Once a claimant is awarded Invalidity Pension they are entitled to a Free Travel Pass. If you are married or cohabiting, then your partner may accompany you. You may also be entitled to a Companion Free Travel Pass if you are unable to travel unaccompanied, but medical evidence must be provided. A Companion Free Travel Pass allows anybody over 16 years of age to accompany the Pass holder free of charge on any of the transport services included in the Free Travel Scheme.
For further information about Free Travel please contact 071 9169800 Ext. 8345.
You may also qualify for the household benefits package (which includes electricity, natural gas or bottled gas, television licence and telephone allowance), a medical card, carer’s allowance, carer’s benefit and respite care grant.
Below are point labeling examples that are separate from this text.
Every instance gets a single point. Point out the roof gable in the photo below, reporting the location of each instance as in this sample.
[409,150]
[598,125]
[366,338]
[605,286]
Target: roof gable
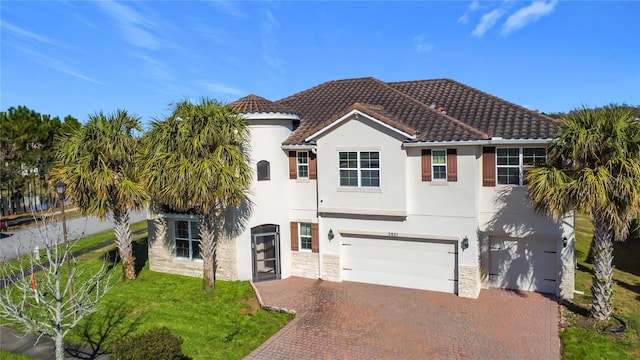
[374,113]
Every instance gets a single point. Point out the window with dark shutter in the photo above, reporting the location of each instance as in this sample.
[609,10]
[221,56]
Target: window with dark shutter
[264,173]
[489,166]
[452,165]
[313,168]
[294,235]
[426,164]
[293,168]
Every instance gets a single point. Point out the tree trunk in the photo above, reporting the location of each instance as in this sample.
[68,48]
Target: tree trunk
[602,287]
[123,240]
[208,249]
[59,346]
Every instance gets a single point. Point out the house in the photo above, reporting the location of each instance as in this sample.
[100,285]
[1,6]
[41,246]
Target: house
[414,184]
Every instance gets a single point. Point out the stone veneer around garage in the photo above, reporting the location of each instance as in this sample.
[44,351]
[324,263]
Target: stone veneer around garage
[469,281]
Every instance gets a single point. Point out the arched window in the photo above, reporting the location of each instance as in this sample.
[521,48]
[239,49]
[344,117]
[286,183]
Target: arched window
[264,173]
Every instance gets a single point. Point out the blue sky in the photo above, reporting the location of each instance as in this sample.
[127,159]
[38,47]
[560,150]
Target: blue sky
[79,57]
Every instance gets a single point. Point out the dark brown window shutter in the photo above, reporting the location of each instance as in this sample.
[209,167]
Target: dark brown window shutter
[314,238]
[313,169]
[426,164]
[293,165]
[294,236]
[452,165]
[488,166]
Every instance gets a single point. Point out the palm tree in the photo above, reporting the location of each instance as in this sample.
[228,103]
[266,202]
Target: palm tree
[196,161]
[97,162]
[594,167]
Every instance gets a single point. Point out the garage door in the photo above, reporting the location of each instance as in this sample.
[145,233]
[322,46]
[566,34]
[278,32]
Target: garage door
[410,264]
[523,264]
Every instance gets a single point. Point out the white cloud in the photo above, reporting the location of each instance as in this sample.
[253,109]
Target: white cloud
[487,22]
[221,88]
[420,43]
[464,19]
[528,15]
[138,29]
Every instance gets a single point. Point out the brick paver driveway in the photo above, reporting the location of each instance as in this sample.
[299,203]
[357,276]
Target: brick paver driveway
[360,321]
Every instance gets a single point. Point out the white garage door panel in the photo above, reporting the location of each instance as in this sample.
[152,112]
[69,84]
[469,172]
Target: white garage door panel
[417,265]
[404,251]
[522,264]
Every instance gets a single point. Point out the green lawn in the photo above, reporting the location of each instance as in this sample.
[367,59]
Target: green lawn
[581,336]
[5,355]
[226,323]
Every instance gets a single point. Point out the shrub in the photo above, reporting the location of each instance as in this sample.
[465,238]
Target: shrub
[156,344]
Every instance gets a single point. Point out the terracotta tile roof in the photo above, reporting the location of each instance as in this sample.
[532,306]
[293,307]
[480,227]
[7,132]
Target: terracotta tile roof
[487,113]
[253,104]
[411,106]
[323,102]
[375,111]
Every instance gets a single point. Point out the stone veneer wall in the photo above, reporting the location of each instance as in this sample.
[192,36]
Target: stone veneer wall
[331,267]
[304,264]
[162,255]
[469,281]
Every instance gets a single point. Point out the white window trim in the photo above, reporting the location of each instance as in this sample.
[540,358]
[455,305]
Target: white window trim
[190,240]
[300,248]
[299,164]
[359,169]
[433,165]
[520,165]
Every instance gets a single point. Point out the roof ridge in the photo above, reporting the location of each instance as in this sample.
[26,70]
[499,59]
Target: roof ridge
[483,93]
[322,85]
[452,120]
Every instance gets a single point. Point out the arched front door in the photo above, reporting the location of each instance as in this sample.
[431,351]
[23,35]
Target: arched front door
[265,247]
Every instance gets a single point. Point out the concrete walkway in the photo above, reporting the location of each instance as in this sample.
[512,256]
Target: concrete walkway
[360,321]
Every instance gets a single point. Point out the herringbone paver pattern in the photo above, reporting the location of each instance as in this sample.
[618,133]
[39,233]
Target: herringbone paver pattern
[360,321]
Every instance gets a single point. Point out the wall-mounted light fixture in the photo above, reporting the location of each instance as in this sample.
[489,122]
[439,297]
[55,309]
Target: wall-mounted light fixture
[465,243]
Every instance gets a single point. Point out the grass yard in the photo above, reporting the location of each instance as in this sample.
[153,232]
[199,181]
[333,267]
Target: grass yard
[226,323]
[5,355]
[79,245]
[581,336]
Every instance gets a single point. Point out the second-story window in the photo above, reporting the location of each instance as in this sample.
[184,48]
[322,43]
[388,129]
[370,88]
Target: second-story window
[359,168]
[303,164]
[511,163]
[264,172]
[439,164]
Where can I get more information?
The Department of Social and Family Affairs administers the Invalidity Pension scheme. If you think you might be eligible, contact your local Social Welfare Office.
Comhairle is an organisation set up under the aegis of the Department of Social and Family Affairs, which provides independent information, advice and other supports to people with disabilities, within the framework of a mainstream service for all citizens at local and regional level.
Citizen’s Information Centres provide free confidential and impartial information on the broad range of social services. There is a network of around 100 centres throughout the country, which are registered with and supported by Comhairle. You will find a list of centres and their telephone numbers and opening hours in the Golden Pages.
Information on social welfare services is available on www.welfare.ie.